Totka Petrova

Personal information
- Born: 17 December 1956 (age 69) Yambol, Bulgaria

Sport
- Sport: Track and field

Medal record
Representing Bulgaria
European Championships
| Bronze medal – third place | 1978 Prague | 1500 m |
European Indoor Championships
| Silver medal – second place | 1977 San Sebastián | 800 m |
| Silver medal – second place | 1978 Milan | 800 m |
IAAF World Cup
| Gold medal – first place | 1977 Düsseldorf | 800 m |
Summer Universiade
| Gold medal – first place | 1977 Sofia | 800 m |
| Gold medal – first place | 1977 Sofia | 1500 m |

= Totka Petrova =

Bulgarian middle-distance runner

Totka Nikolaeva Petrova (Тотка Петрова, born 17 December 1956) is a retired female middle-distance runner who represented Bulgaria in the 1970s and the early 1980s. She specialized in the 800 and 1500 metres, and won numerous international medals. She was named both the Bulgarian Sportsperson of the Year and the BTA Best Balkan Athlete of the Year in 1977. She is still the Bulgarian 1500 metres record holder.

==Career==
She was born in Yambol, and represented the club Tundzha Yambol. She won silver medals at the 1977 and 1978 European Indoor Championships. In 1977 she was only 0.05 seconds behind the gold medallist Jane Colebrook. Also, she continued a strong tradition of Bulgarian 800 metres runners, who had taken medals at the previous European Indoor Championships in 1972, 1973, 1975 and 1976. Other than Petrova, these medals were taken by Svetla Zlateva, Stefka Yordanova, Rositsa Pekhlivanova, Nikolina Shtereva and Lilyana Tomova.

In 1977 she also won the gold medal at the 1977 World Cup, and at the 1977 Summer Universiade she won gold medals in both 800 and 1500 metres.

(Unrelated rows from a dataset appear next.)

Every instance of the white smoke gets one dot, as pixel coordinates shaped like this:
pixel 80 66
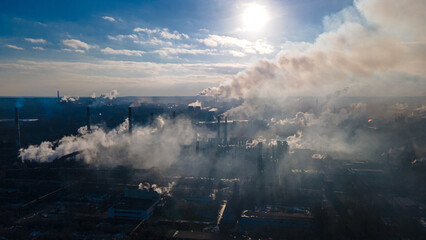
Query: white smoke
pixel 153 146
pixel 99 101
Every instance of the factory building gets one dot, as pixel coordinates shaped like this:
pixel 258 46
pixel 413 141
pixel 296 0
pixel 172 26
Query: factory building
pixel 270 219
pixel 137 205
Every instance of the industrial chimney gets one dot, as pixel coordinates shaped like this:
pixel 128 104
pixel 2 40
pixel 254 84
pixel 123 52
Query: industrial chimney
pixel 130 120
pixel 151 118
pixel 88 119
pixel 226 131
pixel 259 159
pixel 18 129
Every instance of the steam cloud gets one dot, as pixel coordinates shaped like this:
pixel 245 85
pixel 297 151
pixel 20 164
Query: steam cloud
pixel 146 147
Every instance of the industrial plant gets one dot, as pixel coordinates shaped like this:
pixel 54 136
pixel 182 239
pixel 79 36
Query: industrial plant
pixel 186 168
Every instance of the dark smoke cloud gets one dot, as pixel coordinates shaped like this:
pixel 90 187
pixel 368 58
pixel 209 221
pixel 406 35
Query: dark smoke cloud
pixel 368 49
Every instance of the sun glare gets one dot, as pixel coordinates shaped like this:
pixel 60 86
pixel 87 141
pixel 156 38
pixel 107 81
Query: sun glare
pixel 255 17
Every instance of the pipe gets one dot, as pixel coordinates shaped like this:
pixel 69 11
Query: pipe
pixel 130 121
pixel 88 118
pixel 18 129
pixel 226 130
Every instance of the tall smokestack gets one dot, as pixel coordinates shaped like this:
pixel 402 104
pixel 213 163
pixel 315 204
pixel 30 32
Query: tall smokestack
pixel 151 118
pixel 226 130
pixel 88 118
pixel 259 159
pixel 130 120
pixel 197 147
pixel 18 129
pixel 218 128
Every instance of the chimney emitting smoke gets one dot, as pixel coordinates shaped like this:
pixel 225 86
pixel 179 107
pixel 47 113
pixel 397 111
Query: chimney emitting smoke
pixel 18 129
pixel 130 120
pixel 218 128
pixel 88 119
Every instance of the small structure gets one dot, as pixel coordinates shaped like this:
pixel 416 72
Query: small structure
pixel 137 205
pixel 273 219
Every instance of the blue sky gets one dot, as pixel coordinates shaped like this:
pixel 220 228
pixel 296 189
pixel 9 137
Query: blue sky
pixel 143 48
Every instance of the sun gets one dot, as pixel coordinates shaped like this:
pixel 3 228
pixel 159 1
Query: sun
pixel 255 17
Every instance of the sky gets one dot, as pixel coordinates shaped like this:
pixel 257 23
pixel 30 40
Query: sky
pixel 159 48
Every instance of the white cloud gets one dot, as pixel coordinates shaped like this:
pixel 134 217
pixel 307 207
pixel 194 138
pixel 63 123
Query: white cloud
pixel 111 19
pixel 77 45
pixel 165 33
pixel 35 40
pixel 73 50
pixel 176 51
pixel 153 41
pixel 14 47
pixel 126 52
pixel 146 30
pixel 260 46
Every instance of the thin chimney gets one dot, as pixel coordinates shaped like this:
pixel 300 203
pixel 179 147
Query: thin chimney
pixel 130 120
pixel 88 118
pixel 18 129
pixel 226 130
pixel 151 118
pixel 218 128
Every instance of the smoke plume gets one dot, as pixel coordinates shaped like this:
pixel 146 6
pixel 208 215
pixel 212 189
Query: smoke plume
pixel 372 47
pixel 158 145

In 1978 she participated at the European Championships, finishing fourth in the 800 metres and winning the bronze medal in the 1500 metres.

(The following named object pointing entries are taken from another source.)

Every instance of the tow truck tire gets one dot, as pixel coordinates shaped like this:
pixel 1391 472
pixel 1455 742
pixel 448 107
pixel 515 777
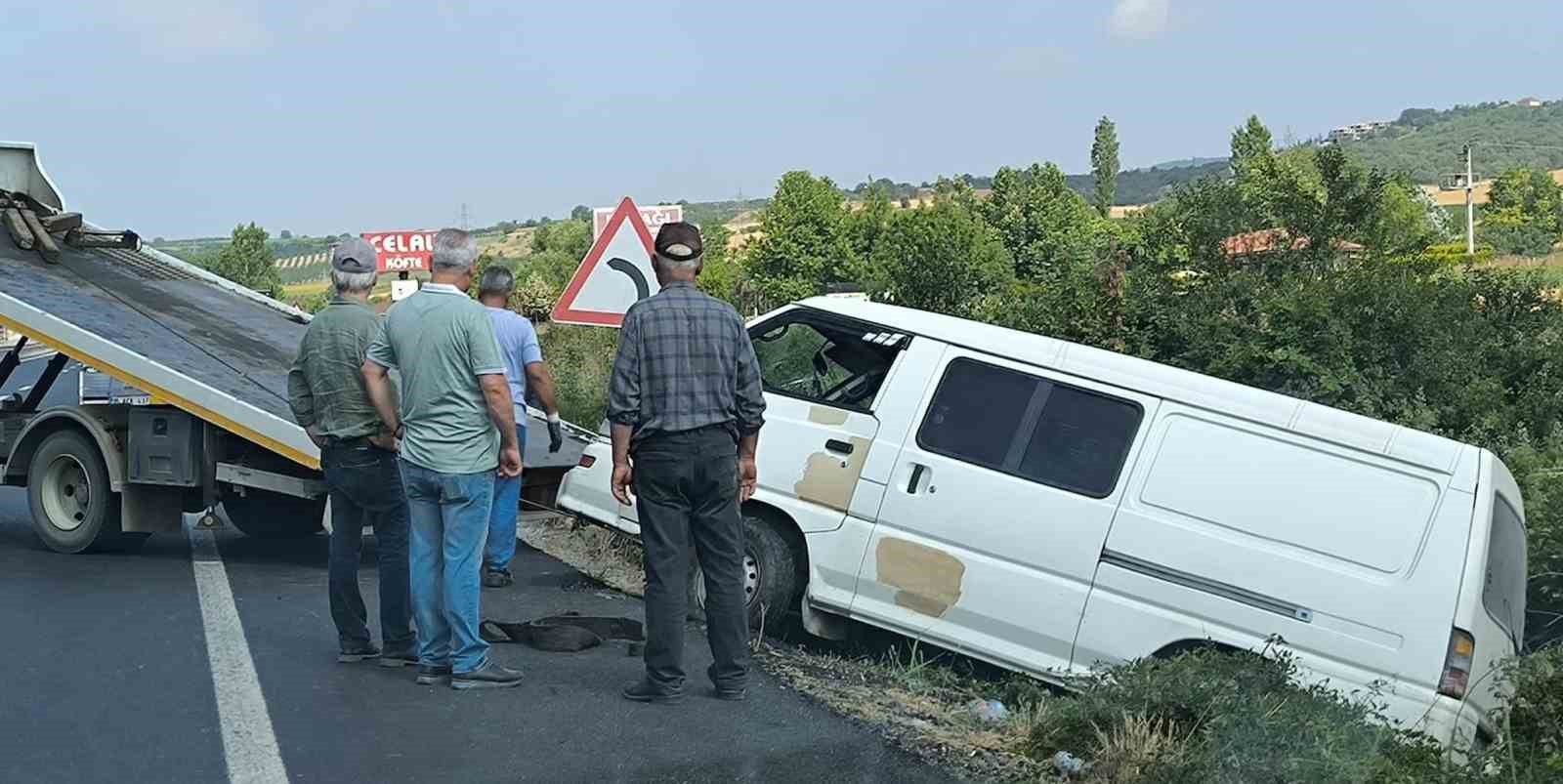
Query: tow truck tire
pixel 274 516
pixel 67 491
pixel 770 575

In August 1979 Petrova tested positive for anabolic steroids and was subsequently banned from sport for 8 months.

At the 1980 Olympic Games she reached the semi-final of the 800 metres and only the heats of the 1500 metres event. In 1982 she finished ninth in the 1500 metres at the European Indoor Championships, and competed at the 1982 European Championships without reaching the final. At the 1983 World Championships she reached the semi-final of the 800 metres event, where she was knocked out. She was also knocked out in the 1500 metres event, in the heats.

She became Bulgarian indoor champion in the 800 metres in 1977 and 1978. As indoor champion she was both preceded and succeeded by Nikolina Shtereva. She also became Bulgarian indoor champion in the 1500 metres in 1983. Strong rivals in this event include Rumyana Chavdarova and Vania Gospodinova. Outdoors, she became Bulgarian 400 metres champion in 1978, 800 metres champion in 1977, 1978 and 1983, and 1500 metres champion in 1977, 1979 and 1983.

Her personal bests in her main events were 1.56.2 minutes in the 800 metres, achieved in July 1979 in Paris, and 3.57.4 minutes in the 1500 metres, achieved in August 1979 in Athens. She still holds the Bulgarian record in 1500 metres. With automatic timing she had 1.56.59 minutes in the 800 metres, achieved in August 1978 in Prague. She also had 51.82 seconds in the 400 metres and 2.33.0 minutes in the 1000 metres, both achieved in August 1978 in Sofia.